/ 17 July 2006

Death toll climbs as Israeli strikes continue

Israeli strikes killed 41 people across Lebanon on Monday, including 10 civilians hit on a southern bridge, on the sixth day of a bombardment that has wreaked the heaviest destruction in Lebanon for over 20 years.

Rescuers also pulled nine bodies from the wreckage of a building in the southern city of Tyre that was bombed on Sunday, raising the death toll since Israel’s offensive began to above 200.

The fighting was triggered when Hezbollah, the guerrilla group which is backed by Syria and Iran and is part of Lebanon’s government, seized two Israeli soldiers and killed eight in a cross-border raid on northern Israel on Wednesday.

United Nations Secretary General Kofi Annan said Security Council members would start work on a detailed agreement on deploying a multinational security force to south Lebanon.

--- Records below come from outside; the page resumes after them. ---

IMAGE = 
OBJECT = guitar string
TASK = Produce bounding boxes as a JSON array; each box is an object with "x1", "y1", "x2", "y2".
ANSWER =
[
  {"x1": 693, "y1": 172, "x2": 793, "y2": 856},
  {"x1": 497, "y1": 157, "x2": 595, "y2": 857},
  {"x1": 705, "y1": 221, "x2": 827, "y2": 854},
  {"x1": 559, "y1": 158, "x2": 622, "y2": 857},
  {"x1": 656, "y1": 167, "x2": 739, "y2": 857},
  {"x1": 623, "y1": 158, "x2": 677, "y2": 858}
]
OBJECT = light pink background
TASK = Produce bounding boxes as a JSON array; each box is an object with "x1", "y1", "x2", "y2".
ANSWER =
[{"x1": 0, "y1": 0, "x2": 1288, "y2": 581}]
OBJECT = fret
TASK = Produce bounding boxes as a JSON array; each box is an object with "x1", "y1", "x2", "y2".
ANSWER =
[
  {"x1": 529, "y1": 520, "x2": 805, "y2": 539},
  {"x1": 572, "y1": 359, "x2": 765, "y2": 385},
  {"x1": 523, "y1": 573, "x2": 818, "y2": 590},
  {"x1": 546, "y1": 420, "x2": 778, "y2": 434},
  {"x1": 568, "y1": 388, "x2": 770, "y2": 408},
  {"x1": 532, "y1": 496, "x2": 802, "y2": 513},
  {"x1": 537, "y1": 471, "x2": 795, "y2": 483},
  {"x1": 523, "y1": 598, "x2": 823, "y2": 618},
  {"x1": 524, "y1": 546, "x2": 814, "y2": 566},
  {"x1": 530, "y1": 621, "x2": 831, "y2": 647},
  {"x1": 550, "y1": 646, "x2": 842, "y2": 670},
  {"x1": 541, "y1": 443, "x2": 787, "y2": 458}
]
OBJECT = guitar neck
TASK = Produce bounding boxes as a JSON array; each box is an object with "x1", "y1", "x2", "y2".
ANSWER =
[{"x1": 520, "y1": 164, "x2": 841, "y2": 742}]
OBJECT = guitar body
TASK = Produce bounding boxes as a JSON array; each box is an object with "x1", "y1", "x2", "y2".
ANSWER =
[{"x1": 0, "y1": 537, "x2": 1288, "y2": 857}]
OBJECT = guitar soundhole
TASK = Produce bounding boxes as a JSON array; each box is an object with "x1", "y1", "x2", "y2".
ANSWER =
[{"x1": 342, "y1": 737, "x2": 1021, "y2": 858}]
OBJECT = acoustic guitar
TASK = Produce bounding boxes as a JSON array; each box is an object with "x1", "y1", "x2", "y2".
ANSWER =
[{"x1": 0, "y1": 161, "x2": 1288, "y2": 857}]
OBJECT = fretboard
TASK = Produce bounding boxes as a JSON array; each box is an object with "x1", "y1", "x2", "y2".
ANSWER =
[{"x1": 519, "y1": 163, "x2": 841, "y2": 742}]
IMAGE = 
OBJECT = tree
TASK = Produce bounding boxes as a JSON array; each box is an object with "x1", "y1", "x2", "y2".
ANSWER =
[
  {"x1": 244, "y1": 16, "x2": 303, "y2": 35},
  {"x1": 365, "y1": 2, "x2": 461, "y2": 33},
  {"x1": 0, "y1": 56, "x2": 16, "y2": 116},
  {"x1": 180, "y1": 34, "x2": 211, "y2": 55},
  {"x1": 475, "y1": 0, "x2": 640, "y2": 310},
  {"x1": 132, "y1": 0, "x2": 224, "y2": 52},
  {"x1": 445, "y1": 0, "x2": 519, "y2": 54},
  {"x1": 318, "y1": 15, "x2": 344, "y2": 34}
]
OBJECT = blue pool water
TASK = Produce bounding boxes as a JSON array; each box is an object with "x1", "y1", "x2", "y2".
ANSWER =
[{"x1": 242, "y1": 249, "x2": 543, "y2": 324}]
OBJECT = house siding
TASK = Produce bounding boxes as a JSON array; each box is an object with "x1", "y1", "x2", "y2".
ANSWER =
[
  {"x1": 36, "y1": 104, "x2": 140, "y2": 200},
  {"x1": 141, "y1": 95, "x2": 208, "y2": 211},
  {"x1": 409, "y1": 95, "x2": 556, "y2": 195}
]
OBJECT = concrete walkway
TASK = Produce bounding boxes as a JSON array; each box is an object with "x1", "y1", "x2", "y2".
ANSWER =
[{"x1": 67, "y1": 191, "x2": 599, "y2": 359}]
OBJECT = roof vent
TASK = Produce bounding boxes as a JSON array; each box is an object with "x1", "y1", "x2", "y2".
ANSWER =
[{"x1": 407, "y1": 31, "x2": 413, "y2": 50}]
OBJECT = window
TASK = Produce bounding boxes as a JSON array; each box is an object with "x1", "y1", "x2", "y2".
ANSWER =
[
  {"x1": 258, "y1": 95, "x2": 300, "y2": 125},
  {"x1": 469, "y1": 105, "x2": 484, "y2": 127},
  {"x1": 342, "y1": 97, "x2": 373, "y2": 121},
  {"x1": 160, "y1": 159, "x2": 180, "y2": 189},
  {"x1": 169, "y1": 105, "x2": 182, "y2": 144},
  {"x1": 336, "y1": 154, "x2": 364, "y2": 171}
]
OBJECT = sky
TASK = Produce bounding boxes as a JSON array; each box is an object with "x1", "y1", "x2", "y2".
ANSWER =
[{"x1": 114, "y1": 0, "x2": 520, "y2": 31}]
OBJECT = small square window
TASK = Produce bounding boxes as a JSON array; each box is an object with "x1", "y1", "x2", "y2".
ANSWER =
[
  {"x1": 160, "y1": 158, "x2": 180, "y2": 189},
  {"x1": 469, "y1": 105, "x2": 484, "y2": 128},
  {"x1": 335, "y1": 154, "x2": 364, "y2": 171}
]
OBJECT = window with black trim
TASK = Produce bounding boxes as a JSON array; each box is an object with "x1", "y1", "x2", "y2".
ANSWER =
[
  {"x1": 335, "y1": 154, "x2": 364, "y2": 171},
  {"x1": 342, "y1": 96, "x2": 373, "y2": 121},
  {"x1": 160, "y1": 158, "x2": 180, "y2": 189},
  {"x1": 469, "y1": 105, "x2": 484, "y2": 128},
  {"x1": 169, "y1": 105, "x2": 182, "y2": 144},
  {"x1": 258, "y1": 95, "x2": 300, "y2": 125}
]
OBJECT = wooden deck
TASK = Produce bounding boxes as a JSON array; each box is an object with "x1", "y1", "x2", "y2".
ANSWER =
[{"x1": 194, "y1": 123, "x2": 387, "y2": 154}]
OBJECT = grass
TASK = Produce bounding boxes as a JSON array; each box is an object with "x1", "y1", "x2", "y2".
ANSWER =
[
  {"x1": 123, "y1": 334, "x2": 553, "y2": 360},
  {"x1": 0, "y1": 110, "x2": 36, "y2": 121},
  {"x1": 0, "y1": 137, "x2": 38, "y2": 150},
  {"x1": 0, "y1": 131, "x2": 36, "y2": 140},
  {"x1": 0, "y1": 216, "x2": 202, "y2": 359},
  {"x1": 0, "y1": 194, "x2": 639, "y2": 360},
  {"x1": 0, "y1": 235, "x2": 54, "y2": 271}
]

But the United States gave only a guarded welcome to the proposal and Israel said it was too premature. “We’re at the stage where we want to be sure that Hezbollah is not deployed at our northern border,” government spokesperson Miri Eisin said.

A United Nations team sent to Lebanon to seek a solution to the fighting said it had made a promising start but that more diplomacy was needed before there could be any optimism.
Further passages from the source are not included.